The court need not decide here whether Wilson's guilty plea was invalid because he was mentally incompetent at the time, because the court has already determined, supra, that this claim (Claim 3 in this petition) is procedurally barred from federalhabeas review. In any event, the court does not find sufficient evidence in the record suggesting that Wilson did not understand the legal proceedings against him or the benefits of the plea agreement that he entered in the Circuit Court of Franklin County.
III
For the stated reasons, the court concludes that the motion to dismiss must be granted. Claims 1, 2(b), 2(c), and 3 are procedurally barred from federal habeas review, and petitioner fails to establish that he is entitled to habeas relief on the grounds alleged in Claims 2(a), 2(d), and 4. As petitioner fails to allege facts which, if proven, would entitle him to habeas relief, no hearing or further factual development is warranted.Poyner, 964 F.2d at 1422. An appropriate order will issue this day.

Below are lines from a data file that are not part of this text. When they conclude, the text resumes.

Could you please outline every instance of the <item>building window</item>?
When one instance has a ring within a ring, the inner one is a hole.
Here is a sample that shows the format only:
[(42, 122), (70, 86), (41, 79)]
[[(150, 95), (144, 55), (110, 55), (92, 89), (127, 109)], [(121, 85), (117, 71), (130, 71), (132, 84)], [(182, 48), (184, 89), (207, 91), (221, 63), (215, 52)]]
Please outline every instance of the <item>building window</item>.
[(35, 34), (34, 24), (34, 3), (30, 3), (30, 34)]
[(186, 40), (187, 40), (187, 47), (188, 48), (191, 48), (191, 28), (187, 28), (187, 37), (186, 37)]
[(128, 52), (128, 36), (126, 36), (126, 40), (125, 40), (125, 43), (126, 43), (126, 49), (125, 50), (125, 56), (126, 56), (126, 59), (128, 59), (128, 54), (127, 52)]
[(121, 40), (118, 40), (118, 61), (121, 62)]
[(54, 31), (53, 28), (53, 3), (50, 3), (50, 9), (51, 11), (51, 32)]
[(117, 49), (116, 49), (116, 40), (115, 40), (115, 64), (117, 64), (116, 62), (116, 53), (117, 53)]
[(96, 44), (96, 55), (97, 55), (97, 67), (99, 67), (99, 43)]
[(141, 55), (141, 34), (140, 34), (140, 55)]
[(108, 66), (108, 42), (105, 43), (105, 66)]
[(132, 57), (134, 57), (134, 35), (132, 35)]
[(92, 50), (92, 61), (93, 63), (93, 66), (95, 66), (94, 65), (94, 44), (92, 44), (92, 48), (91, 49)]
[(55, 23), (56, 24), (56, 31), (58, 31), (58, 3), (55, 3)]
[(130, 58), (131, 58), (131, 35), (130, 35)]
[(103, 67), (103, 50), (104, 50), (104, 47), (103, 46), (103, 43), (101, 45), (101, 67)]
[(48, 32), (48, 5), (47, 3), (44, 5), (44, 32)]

The petitioner is advised that he may appeal this decision, pursuant to Rules 3 and 4 of the Federal Rules of Appellate Procedure, if a judge of the United States Court of Appeals for the Fourth Circuit or this court issues a certificate of appealability, pursuant to 28 U.S.C. § 2253(c). A certificate of appealability may issue only if the applicant has made a substantial showing of the denial of a constitutional right. § 2253(c)(1). Petitioner has failed to demonstrate "a substantial showing of the denial of a constitutional right." Therefore, this court declines to issue any certificate of appealability pursuant to Rule 22(b) of the Federal Rules of Appellate Procedure. See Miller-El v. Cockrell, 537 U.S. 322 (2003); Slack v. McDaniel, 529 U.S. 473 (2000). If petitioner intends to appeal and seek a certificate of appealability from the United States Court of Appeals for the Fourth Circuit, his first step is to file a notice of appeal with this court within 30 days of the date of entry of this memorandum opinion and the accompanying order, or within such extended period as the court may grant pursuant to Rule 4(a)(5).
The Clerk is directed to send copies of this memorandum opinion and accompanying order to petitioner and counsel of record for the respondent.